Wednesday, August 10, 2011

What Digg Did Wrong

A couple of months ago I wrote a post asking if social bookmarking sites like Digg and Delicious were dying. It looks like they are. This week the tech press revealed that Kevin Rose, Digg’s founder, is abandoning ship and moving on to a new startup. Traffic is also down by almost 50% compared to its peak, so tech blogs are declaring Digg pretty much dead.

But what happened exactly to Digg, and what mistakes did it do, as it once was one of the most popular and respected Web 2.0 startups? In fact at one point Google was intended to buy it for around $200 million, but the deal fell apart in the last minute.

If you want to understand the whole thing there is a very interesting article at Computer World titled Why Digg Failed. Here is a quotation:

Digg content categories were crazy.

Digg is about content, and content needs to be categorized.

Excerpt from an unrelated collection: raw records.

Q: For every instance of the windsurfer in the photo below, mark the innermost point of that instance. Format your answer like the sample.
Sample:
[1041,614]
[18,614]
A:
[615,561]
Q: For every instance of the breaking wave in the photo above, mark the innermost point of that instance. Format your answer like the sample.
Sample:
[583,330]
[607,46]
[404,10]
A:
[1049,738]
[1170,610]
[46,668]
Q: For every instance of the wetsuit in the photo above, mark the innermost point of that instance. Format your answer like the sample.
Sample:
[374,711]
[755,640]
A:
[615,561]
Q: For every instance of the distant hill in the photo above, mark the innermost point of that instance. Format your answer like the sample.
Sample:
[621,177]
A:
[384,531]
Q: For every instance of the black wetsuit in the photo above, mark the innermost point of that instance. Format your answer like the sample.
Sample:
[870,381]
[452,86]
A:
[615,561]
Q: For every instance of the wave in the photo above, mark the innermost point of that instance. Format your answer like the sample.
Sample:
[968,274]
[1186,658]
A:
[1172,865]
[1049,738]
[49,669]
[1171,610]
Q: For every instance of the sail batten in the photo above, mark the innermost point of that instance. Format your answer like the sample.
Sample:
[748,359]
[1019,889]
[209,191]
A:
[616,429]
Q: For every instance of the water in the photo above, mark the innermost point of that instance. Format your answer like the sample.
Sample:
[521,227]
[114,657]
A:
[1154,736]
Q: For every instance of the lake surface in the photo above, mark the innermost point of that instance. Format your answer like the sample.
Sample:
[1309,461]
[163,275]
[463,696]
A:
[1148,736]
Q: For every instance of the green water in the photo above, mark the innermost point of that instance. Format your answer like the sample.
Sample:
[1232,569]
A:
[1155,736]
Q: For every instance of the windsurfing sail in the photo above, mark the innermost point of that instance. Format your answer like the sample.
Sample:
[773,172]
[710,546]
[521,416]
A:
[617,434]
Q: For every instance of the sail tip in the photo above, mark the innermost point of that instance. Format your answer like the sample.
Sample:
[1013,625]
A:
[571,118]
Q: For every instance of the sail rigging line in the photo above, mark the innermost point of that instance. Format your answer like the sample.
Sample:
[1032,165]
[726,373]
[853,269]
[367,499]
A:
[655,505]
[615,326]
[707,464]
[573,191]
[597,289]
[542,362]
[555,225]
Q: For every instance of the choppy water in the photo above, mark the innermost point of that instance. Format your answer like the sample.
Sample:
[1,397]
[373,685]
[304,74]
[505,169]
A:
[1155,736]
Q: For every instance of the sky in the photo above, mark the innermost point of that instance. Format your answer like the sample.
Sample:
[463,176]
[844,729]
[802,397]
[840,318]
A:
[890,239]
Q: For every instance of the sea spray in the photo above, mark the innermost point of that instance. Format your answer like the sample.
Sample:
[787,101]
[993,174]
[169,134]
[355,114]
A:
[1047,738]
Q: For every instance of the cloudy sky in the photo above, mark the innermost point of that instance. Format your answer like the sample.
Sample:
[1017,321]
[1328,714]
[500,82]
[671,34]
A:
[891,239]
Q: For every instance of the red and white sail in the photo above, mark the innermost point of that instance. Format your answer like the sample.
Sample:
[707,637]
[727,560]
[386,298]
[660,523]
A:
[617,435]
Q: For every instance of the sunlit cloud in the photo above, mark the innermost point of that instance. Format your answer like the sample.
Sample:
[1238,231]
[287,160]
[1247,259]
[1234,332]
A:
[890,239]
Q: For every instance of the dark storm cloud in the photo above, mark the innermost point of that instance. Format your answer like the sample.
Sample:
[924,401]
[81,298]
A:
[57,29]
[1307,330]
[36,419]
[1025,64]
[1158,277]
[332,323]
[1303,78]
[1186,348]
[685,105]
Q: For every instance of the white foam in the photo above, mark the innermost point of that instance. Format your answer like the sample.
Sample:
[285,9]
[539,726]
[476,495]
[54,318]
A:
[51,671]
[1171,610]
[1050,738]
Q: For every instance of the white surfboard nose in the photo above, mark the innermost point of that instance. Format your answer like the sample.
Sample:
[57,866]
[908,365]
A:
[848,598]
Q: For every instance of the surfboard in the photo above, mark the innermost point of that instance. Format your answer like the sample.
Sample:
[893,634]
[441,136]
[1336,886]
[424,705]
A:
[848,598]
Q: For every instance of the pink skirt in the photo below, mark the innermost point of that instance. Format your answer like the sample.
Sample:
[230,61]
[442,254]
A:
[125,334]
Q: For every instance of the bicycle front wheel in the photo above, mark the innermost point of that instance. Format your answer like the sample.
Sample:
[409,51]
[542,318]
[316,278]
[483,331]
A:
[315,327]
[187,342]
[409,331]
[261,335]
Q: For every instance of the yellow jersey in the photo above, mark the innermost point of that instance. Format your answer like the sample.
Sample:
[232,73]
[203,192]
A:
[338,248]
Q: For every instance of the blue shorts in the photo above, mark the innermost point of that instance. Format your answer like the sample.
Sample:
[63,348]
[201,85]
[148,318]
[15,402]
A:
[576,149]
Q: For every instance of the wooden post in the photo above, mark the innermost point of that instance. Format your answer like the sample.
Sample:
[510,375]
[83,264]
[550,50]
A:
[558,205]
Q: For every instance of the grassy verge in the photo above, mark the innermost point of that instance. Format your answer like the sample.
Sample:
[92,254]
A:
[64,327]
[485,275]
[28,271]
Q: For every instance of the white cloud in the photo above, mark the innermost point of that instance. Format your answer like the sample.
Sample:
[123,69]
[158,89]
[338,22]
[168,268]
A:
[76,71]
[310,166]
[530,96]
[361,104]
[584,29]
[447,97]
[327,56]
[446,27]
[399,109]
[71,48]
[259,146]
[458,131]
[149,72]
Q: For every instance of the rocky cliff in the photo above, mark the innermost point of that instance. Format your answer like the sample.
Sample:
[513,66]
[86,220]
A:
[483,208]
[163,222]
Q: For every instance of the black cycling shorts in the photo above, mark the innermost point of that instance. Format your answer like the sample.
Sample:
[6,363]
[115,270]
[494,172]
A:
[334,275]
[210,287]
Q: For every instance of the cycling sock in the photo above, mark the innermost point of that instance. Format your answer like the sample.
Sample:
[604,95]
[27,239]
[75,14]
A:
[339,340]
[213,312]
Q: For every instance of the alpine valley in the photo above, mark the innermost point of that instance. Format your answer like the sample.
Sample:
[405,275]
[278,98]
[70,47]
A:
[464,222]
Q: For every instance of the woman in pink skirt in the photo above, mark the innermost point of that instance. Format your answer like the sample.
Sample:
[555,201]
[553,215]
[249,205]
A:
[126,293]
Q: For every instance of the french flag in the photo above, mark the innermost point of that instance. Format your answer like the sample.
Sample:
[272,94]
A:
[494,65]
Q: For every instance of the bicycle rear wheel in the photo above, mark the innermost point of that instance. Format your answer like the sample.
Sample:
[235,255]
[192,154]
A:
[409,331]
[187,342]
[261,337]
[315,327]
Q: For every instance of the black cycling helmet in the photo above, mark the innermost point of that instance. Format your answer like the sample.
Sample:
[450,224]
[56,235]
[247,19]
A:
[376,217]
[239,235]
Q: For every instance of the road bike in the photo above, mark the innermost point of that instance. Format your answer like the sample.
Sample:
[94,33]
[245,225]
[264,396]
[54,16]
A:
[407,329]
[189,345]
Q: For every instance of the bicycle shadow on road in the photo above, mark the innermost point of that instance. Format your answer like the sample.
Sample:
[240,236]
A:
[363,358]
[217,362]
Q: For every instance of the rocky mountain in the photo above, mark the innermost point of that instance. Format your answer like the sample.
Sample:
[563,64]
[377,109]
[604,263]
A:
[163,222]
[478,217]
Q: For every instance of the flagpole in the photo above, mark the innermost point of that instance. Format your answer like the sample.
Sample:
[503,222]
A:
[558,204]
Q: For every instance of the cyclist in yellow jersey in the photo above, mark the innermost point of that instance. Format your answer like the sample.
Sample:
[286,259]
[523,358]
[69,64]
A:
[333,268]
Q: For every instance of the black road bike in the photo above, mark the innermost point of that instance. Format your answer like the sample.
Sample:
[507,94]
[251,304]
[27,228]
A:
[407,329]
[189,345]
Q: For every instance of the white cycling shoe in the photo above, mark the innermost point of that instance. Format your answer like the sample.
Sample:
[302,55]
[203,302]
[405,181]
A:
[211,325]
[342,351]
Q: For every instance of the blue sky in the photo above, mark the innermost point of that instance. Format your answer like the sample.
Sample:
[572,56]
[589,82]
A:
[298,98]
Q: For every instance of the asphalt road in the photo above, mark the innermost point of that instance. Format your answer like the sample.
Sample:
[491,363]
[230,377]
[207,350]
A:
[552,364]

For most of its existence, Digg categorization was bizarre and heavily biased according to the founder’s semi-adolescent world view. For example, “Tech” was a category. And so was “Apple.” Why was one company singled out for special treatment? There were no categories for things like “Religion” or “Research,” but six categories for gaming.

Digg has improved content categories by offering fewer, more general ones. But its “Media type” categories are “News,” “Image” and “Video.” The first isn’t a media type, but a content type. For example, video can be news, Why isn’t it “Text,” instead of “News.” And why shut out “Audio”?

Digg has always struggled with simple categorization.

The article also mentions how Digg had a bias against blog content, and how ended up alienating bloggers from its user base, which certainly hurt its popularity. Worth a read.